Review:The Canary Trainer/Christopher Roden
This review of the pastiche "The Canary Trainer", by Nicholas Meyer was written by Christopher Roden and published in the The Parish Magazine (No. 9, december 1993).
Christopher Roden strongly praises The Canary Trainer as an absorbing and well-written Sherlock Holmes pastiche that successfully blends Holmes's Great Hiatus with The Phantom of the Opera. Though not especially surprising and clearly not Conan Doyle, the novel is judged engaging enough to stand beside Meyer's earlier Sherlockian classics.
Review

Reviewed by Christopher Roden
Nicholas Meyer's The Seven-per-cent Solution and The West End Horror are already firmly established as classics of Sherlockian pastiche, and I have no hesitation in saying that The Canary Trainer will soon be joining them.
Pastiche, of course, is a medium in which Sherlockian history and chronology is re-written. It is also a medium which often demands a greater suspension of disbelief than that demanded by some of the original Holmes stories: if the reader finds it hard to accept this, then The Canary Trainer will not be suitable material.

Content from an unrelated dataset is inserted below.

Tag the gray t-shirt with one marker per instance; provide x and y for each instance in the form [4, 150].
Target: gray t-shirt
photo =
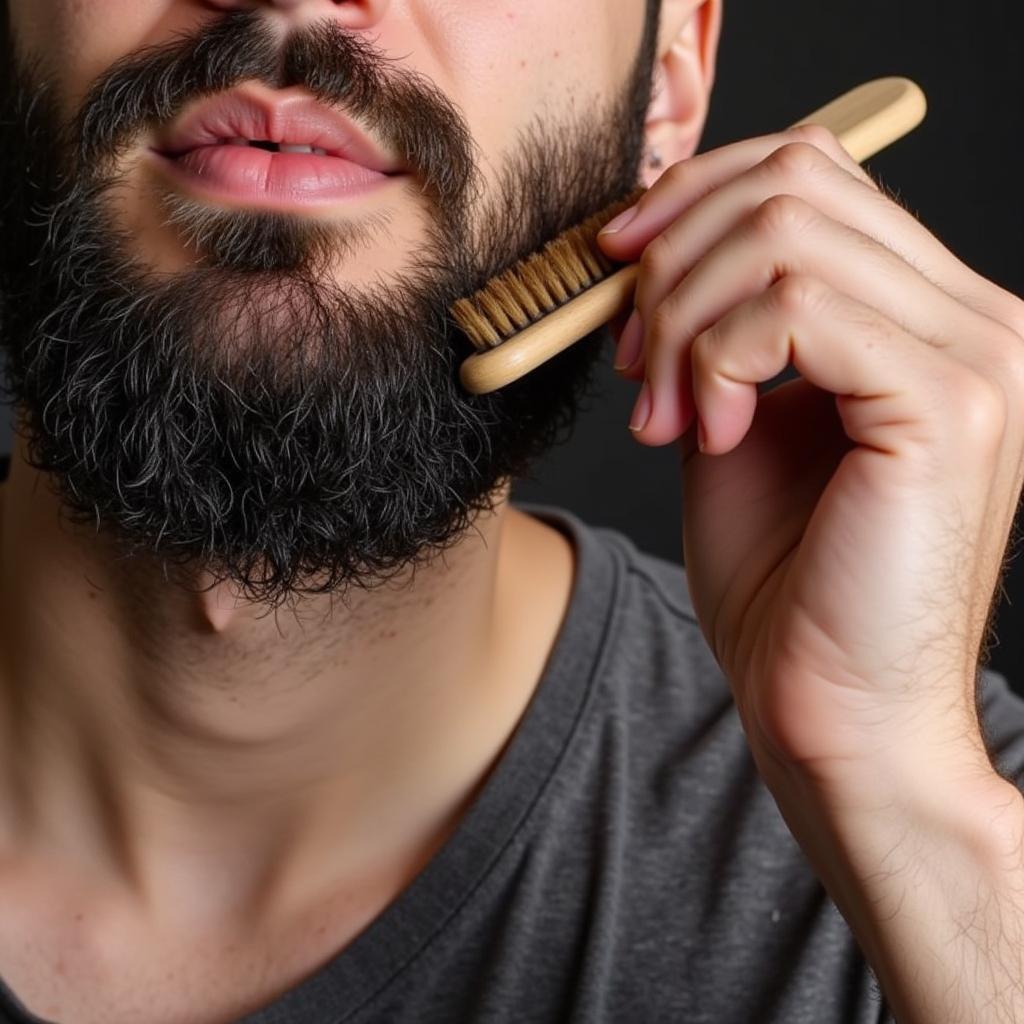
[624, 862]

The Canary Trainer actually seeks to re-write two established events: the 'Great Hiatus' of Sherlock Holmes as perceived by Arthur Conan Doyle, and the history of 'The Phantom of the Opera' as perceived by Gaston Leroux. Surprisingly, it succeeds in doing both, and offers a well-paced, well-written Holmes adventure with the added twist that Holmes is pursuing an adversary who many readers will already know well. The outcome is not a surprise and, in truth, there are few surprises throughout. Where Meyer has the advantage over many would-be pasticheurs is that he writes well and maintains the interest. His style is not overly elaborate, and in this story he does not have to struggle to capture the atmosphere of 1890s London: the action is set in Paris.
The Canary Trainer, a manuscript discovered among the papers of the late Martha Hudson, is most definitely not Conan Doyle — but it is still an absorbing read.
- Article courtesy Christopher Roden, founder of The Arthur Conan Doyle Society (1989-2003).